<96>Que vois-je encor? De rapides repas,
Remplis d'ennui, sans qu'un mot d'allégresse
Ose égayer le front de la sagesse;
Pour s'escrimer on engloutit les plats :
Tels sont mes jours, mes ennuis, ma détresse.
Ah! qu'ils sont loin de la délicatesse
Et des plaisirs qui naissent sur les pas
De mon aimable et charmante maîtresse!
Quand même ici, parmi tous ces soldats,
On donnerait des banquets d'Épicure
Où, prodiguant les dons de la nature,
On servirait des piles d'ananas,
Sans ma Phyllis, dont je fais tant de cas,
Ce luxe exquis et tout ce qu'il procure,
Non, par l'Amour, ne me toucherait pas.
Pour achever cette noble peinture,
Sachez qu'ici l'on couche sur la dure;
Point de repos, l'on trotte nuit et jour.

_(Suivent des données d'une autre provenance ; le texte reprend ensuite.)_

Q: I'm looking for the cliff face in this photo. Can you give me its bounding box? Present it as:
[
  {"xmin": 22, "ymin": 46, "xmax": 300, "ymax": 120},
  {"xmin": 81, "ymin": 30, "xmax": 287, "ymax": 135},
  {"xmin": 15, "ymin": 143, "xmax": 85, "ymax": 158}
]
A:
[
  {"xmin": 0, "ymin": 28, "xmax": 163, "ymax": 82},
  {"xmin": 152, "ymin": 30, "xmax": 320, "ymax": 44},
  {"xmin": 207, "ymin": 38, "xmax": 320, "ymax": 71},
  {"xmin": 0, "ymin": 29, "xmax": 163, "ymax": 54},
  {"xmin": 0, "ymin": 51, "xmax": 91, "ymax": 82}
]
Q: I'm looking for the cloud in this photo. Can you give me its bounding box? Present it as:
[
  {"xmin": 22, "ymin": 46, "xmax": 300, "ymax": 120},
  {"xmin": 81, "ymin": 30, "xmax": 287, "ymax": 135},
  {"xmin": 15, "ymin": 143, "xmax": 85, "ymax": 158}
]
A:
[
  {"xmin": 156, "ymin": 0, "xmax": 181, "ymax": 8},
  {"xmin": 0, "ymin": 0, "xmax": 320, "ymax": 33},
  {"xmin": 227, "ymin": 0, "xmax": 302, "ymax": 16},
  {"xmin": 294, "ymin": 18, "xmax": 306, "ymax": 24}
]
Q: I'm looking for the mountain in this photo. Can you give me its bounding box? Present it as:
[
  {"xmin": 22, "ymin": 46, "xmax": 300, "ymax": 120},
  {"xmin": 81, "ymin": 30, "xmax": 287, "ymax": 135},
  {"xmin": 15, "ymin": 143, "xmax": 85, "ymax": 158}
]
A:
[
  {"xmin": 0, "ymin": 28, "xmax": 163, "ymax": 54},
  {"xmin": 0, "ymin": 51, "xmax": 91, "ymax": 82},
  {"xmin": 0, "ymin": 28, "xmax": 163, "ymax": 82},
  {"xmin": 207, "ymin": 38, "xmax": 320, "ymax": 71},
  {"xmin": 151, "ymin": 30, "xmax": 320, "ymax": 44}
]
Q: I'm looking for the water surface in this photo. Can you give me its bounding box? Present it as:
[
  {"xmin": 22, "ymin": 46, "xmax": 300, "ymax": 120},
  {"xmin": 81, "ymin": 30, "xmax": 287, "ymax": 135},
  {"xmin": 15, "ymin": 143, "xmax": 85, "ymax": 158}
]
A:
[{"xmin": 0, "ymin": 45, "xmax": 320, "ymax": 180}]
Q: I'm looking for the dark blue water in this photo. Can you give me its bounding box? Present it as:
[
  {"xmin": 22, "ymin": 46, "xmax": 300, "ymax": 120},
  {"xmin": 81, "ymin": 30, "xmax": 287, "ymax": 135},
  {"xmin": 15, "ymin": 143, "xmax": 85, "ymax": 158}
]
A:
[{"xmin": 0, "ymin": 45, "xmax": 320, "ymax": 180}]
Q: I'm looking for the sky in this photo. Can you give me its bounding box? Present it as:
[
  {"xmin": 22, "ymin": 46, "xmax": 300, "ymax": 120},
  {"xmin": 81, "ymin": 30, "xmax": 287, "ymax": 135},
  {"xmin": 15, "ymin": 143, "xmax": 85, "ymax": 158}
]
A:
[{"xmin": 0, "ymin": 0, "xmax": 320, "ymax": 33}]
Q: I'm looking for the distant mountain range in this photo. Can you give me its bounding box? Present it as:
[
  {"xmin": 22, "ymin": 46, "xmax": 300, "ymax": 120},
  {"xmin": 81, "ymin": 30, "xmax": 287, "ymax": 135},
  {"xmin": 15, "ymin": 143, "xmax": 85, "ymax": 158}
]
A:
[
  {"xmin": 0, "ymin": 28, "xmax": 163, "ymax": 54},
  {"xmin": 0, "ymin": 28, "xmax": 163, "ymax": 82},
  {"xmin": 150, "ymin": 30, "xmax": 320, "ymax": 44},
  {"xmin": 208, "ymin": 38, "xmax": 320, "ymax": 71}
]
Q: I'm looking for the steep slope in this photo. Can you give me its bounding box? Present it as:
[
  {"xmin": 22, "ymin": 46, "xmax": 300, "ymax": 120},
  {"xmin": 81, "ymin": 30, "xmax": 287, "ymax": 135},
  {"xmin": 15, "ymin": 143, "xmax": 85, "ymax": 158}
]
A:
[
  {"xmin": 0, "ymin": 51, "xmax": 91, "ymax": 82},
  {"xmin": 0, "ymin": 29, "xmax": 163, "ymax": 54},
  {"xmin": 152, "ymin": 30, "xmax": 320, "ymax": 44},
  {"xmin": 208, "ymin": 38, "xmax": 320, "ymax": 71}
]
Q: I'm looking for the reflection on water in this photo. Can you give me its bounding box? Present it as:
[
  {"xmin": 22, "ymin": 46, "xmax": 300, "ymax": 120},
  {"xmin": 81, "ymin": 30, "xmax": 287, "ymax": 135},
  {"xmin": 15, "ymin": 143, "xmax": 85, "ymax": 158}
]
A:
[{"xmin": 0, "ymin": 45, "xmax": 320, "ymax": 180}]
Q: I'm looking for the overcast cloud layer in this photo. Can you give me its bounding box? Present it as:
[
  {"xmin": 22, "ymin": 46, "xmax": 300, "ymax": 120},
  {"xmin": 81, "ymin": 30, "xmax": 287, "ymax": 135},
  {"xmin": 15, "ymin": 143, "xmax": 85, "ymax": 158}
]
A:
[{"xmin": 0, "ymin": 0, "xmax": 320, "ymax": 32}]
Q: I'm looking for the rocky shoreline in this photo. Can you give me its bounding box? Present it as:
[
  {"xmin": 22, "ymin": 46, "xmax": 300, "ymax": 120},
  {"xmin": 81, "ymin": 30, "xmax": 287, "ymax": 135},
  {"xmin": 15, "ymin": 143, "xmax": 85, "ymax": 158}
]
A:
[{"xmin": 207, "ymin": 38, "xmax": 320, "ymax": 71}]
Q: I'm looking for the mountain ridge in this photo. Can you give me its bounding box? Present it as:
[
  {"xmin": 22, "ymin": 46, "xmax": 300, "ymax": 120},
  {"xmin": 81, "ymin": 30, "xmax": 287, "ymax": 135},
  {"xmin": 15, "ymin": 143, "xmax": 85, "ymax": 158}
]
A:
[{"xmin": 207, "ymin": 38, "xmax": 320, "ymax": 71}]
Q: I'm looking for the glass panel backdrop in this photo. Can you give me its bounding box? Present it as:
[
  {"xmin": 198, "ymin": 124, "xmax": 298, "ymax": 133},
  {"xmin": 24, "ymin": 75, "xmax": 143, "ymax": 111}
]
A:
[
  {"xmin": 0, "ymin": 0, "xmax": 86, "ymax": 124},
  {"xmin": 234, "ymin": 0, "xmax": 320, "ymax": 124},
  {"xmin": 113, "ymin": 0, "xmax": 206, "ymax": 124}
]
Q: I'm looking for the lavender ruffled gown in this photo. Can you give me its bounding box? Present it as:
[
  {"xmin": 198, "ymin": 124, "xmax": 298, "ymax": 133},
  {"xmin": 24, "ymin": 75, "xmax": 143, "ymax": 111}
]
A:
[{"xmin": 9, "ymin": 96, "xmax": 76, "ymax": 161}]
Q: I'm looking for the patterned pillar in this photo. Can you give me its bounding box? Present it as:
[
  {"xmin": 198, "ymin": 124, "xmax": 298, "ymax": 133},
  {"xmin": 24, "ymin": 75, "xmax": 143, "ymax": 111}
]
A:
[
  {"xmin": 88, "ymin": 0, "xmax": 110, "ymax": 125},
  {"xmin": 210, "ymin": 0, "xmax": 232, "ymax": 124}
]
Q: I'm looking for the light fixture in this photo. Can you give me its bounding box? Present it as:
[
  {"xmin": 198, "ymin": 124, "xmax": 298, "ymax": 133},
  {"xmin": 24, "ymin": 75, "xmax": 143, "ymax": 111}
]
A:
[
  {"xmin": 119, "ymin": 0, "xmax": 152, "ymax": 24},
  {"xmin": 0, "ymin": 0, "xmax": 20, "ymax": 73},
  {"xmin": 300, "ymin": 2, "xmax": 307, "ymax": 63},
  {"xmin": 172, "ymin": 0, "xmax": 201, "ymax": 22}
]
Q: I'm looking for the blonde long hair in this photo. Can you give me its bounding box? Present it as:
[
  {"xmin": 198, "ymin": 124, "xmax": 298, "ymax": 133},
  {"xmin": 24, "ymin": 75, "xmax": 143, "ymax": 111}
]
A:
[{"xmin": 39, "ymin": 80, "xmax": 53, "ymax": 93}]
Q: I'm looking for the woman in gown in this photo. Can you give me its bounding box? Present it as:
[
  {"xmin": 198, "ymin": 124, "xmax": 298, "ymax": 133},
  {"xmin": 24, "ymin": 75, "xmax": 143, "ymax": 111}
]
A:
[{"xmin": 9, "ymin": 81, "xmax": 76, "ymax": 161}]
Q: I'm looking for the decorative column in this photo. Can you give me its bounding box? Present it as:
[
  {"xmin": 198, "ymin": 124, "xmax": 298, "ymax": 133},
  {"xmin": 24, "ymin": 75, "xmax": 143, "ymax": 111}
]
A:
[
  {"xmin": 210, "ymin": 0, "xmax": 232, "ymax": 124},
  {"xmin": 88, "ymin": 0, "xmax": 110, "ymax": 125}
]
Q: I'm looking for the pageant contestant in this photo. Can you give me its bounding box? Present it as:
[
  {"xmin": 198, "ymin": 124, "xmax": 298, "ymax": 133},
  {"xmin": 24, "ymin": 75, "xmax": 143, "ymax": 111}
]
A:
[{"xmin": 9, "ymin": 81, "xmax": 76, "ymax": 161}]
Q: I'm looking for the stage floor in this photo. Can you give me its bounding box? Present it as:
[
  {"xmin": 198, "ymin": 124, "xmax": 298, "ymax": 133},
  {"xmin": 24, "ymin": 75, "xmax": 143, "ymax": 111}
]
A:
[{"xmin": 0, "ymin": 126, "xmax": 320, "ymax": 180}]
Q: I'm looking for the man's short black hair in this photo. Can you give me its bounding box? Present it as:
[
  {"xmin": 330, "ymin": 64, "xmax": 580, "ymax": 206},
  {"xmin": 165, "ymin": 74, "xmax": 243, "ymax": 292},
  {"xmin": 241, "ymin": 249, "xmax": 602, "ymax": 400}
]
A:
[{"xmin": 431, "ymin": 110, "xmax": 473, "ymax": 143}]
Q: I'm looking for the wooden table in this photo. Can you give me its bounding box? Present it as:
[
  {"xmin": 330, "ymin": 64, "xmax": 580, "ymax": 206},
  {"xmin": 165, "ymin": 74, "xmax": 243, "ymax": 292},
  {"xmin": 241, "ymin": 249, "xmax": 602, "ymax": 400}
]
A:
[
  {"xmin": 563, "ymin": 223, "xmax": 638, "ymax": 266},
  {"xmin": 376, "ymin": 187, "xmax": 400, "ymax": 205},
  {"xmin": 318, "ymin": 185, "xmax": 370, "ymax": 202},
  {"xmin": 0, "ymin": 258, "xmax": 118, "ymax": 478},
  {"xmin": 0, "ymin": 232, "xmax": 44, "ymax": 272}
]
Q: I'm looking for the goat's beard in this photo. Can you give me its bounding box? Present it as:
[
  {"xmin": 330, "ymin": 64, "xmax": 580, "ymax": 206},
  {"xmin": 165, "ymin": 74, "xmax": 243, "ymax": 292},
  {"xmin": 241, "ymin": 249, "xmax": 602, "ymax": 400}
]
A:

Au lieu de voir ces beaux yeux d'où l'amour
Lance le trait dont je sens la blessure,
Je vois des yeux avides de capture,
Au regard dur, et dont le maintien fier
Paraît peu fait à supporter l'injure,
Mais bien plutôt, selon la conjoncture,
A défier et Thérèse, et l'enfer.
Quand, tout ému, mon cœur se représente
Le beau corail d'une lèvre charmante
Qui m'invitait à des baisers ardents,
Voilà-t-il pas, dans un gros d'insolents,
De vieux soudards, retroussant leur moustache,
Dont le petun tient lieu d'odeur, d'encens!